La jornada había sido muy larga, los investigadores tenían hambre y estaban cansados, después de tantas horas extra de noche. Más tarde, Andi devolvió una llamada a una camarera, una de las personas con las que había hablado en El Gulag la noche del asesinato. En aquel momento, la camarera, Angela Hawthorn, le había dicho que estaba en la barra de servicio esperando unas bebidas cuando la pelea estalló, y que no había visto nada. Andi se preguntaba por qué la habría llamado ahora.

– Oficial de investigación McCrea -dijo Andi cuando la mujer contestó.

– Hola -dijo Angela Hawthorn-. Ya no trabajo en El Gulag. Dmitri me ha despedido porque me he negado a enrollarme con uno de sus clientes rusos ricos. Tengo información que puede serle de utilidad.

– La escucho -dijo Andi.

– Arriba, en la esquina del edificio donde está la ventana del despacho de Dmitri, hay una cámara de vídeo que controla todo el patio de fumadores. Estoy segura de que estaba en funcionamiento durante la fiesta, como siempre. Pero cuando llegaron ustedes ya no estaba. Seguramente, Dmitri la retiró para que no la vieran.
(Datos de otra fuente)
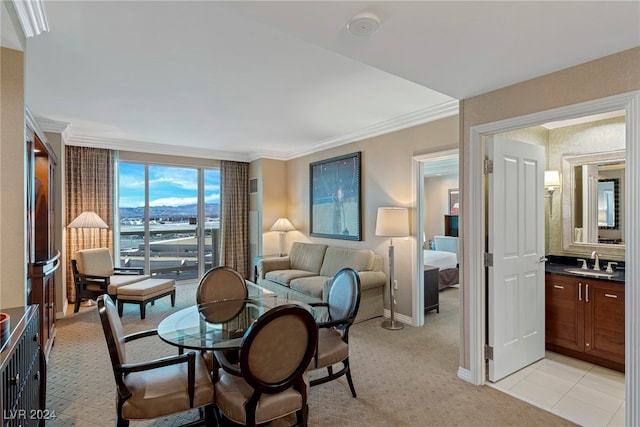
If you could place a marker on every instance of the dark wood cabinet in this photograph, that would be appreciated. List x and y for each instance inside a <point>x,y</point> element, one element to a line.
<point>22,368</point>
<point>43,257</point>
<point>585,319</point>
<point>431,291</point>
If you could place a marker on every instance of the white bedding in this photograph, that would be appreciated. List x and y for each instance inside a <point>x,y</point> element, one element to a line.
<point>440,259</point>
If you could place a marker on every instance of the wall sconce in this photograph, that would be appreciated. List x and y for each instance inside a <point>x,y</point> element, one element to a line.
<point>282,225</point>
<point>552,183</point>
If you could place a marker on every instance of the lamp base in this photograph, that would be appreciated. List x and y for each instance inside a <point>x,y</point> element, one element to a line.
<point>392,325</point>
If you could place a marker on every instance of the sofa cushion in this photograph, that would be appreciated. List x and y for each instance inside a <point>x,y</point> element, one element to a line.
<point>283,277</point>
<point>335,259</point>
<point>306,256</point>
<point>312,286</point>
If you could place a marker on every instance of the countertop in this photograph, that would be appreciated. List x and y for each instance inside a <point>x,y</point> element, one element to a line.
<point>558,264</point>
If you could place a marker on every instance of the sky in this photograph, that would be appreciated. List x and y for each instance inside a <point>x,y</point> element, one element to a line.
<point>168,185</point>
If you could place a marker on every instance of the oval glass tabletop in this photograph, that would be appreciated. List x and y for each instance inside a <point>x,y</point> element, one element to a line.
<point>216,325</point>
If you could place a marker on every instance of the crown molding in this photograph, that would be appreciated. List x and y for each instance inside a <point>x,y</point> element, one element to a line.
<point>402,122</point>
<point>430,114</point>
<point>149,147</point>
<point>32,16</point>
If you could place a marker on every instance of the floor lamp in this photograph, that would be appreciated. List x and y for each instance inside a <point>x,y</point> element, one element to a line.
<point>392,222</point>
<point>282,225</point>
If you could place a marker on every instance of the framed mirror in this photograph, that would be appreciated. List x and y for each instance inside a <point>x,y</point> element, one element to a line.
<point>593,203</point>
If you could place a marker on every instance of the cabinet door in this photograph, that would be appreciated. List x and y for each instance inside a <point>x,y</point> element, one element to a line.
<point>604,320</point>
<point>564,315</point>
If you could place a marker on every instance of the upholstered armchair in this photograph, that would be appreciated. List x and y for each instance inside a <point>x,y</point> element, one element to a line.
<point>156,388</point>
<point>94,274</point>
<point>333,335</point>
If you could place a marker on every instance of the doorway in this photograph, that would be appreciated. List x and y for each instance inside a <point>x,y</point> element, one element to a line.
<point>437,178</point>
<point>475,227</point>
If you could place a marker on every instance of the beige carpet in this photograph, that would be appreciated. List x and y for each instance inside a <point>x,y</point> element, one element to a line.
<point>403,378</point>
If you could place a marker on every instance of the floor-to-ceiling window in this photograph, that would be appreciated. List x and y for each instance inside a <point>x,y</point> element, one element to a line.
<point>168,219</point>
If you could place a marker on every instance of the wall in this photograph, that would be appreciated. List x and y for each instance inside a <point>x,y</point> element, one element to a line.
<point>387,180</point>
<point>13,261</point>
<point>611,75</point>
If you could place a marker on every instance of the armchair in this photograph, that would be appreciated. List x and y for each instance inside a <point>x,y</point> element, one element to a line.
<point>147,390</point>
<point>94,274</point>
<point>333,335</point>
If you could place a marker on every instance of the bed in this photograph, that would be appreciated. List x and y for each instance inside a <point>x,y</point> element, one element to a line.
<point>445,257</point>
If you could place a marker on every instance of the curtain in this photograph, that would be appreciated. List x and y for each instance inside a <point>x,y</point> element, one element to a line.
<point>234,216</point>
<point>88,187</point>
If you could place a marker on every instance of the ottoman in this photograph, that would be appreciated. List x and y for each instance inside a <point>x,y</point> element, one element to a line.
<point>145,291</point>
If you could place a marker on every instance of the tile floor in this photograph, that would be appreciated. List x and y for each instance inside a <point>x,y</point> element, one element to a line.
<point>578,391</point>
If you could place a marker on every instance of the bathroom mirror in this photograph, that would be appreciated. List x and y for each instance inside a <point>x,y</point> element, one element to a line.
<point>593,203</point>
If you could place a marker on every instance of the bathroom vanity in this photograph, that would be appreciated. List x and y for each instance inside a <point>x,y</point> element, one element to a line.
<point>585,315</point>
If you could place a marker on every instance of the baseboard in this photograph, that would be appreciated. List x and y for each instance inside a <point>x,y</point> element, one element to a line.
<point>465,375</point>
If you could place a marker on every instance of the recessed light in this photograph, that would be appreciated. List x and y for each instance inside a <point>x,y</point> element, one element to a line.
<point>363,24</point>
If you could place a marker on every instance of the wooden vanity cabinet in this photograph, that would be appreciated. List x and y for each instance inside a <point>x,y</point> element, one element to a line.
<point>584,318</point>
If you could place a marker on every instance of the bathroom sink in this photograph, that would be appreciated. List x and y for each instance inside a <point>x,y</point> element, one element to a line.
<point>591,273</point>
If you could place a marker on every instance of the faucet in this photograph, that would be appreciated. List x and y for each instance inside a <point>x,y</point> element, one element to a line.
<point>596,264</point>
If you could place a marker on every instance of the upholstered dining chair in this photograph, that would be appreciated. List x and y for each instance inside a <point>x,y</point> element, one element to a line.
<point>220,283</point>
<point>94,274</point>
<point>333,335</point>
<point>152,389</point>
<point>269,382</point>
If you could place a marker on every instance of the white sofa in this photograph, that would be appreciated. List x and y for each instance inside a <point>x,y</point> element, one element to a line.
<point>306,273</point>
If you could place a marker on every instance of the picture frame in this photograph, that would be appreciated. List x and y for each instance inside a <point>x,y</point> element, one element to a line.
<point>335,206</point>
<point>454,201</point>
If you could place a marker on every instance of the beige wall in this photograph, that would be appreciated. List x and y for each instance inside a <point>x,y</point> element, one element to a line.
<point>387,180</point>
<point>611,75</point>
<point>13,261</point>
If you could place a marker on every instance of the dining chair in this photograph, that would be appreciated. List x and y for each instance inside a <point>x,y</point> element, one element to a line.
<point>220,283</point>
<point>155,388</point>
<point>333,335</point>
<point>270,380</point>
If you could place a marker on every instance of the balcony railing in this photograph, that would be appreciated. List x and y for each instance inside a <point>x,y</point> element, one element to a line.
<point>173,251</point>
– ¿Y por qué iba a retirarla?

– Tiene paranoia con la mala fama del local, los policías y los juicios. No quiere problemas con matones negros. En realidad, no quiere clientes negros, así es que no querría verse envuelto en un caso de asesinato. Pero la cuestión es que, si consiguen que les dé la cinta, apuesto a que verán al tipo negro clavando la navaja al chico. Pero no digan mi nombre en ningún momento, ¿de acuerdo?
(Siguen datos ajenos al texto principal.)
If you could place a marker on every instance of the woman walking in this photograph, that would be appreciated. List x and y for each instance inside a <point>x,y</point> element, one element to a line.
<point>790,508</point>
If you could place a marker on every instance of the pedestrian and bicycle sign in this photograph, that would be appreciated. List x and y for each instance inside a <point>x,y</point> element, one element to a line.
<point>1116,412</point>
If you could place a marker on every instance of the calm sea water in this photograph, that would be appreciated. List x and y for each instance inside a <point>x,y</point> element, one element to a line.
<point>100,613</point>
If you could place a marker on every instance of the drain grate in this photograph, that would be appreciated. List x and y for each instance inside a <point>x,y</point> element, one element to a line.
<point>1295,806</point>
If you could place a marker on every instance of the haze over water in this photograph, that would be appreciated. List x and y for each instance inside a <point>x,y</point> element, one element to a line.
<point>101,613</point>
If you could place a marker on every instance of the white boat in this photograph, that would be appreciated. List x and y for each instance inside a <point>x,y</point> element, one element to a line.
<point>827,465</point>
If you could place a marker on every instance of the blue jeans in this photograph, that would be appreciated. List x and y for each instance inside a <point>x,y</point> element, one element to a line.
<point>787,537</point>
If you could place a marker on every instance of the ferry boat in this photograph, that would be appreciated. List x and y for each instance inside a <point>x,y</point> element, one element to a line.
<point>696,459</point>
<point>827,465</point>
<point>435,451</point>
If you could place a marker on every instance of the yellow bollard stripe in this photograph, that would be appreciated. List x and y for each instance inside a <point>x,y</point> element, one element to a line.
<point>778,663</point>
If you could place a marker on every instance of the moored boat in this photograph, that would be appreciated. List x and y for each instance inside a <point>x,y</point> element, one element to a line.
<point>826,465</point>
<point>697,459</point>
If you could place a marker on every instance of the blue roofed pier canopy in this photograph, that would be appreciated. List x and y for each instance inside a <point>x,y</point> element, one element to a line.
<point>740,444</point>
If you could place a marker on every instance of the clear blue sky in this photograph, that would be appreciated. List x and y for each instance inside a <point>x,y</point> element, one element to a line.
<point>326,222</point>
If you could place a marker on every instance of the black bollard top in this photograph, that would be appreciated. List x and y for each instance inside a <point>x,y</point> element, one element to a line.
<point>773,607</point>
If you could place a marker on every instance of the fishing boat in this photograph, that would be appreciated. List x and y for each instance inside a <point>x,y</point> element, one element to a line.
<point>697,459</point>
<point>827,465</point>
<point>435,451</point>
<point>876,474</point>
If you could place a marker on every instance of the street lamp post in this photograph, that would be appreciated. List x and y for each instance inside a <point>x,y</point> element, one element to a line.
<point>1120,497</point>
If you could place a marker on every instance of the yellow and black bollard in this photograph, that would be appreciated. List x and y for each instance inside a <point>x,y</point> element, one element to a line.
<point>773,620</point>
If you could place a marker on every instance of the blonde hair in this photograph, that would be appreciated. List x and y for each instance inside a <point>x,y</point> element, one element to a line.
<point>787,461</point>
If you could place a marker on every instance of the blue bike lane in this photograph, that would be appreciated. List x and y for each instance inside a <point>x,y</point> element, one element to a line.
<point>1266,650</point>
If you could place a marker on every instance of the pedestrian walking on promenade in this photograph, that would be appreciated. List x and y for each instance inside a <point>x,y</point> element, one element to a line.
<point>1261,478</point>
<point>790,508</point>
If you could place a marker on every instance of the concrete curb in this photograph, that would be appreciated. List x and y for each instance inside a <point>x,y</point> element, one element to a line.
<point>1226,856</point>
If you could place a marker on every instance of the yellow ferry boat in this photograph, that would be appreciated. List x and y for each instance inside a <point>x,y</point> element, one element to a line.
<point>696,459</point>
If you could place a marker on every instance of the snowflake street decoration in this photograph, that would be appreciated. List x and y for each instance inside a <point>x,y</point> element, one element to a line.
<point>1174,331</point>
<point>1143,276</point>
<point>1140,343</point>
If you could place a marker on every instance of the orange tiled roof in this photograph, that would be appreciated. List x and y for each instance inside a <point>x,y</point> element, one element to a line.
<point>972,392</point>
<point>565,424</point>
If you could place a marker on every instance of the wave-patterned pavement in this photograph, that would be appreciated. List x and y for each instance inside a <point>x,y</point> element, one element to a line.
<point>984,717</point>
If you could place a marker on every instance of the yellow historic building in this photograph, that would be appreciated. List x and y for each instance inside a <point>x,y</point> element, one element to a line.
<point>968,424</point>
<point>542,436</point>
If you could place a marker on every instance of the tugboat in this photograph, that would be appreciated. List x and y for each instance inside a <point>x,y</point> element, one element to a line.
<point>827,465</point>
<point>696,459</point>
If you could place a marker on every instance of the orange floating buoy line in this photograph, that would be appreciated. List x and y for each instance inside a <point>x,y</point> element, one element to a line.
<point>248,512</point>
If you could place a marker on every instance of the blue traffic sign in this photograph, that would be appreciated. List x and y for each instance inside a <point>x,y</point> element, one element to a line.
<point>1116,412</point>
– ¿Andas mal de dinero? -preguntó Andi a Brant después de colgar.

– ¿Por qué?

– Porque vas a hacer más horas extra todavía. Puede que haya un vídeo en el Gulag con las imágenes grabadas de nuestro asesino.

Brant miró alrededor, pero todos los demás investigadores se habían marchado ya. Sólo quedaba el investigador nocturno, Charlie el Compasivo, sentado allí con los pies en la mesa y chupándose los dientes como de costumbre, leyendo las páginas deportivas del L.A. Times.

– ¿Soy yo lo único que tienes?

– No seas mamón. Esto es más divertido que ser comadreja de Asuntos Internos, ¿no?

– No sé -dijo él-, empiezo a echar de menos la brigada de las ratas. Al menos allí me echaban de comer de vez en cuando.

– Cuando acabemos todos esta noche, te prepararé una cena muy tardía con una buena botella de pinot que tengo reservada. ¿Qué te parece?

– Me siento renovado de pronto -dijo él.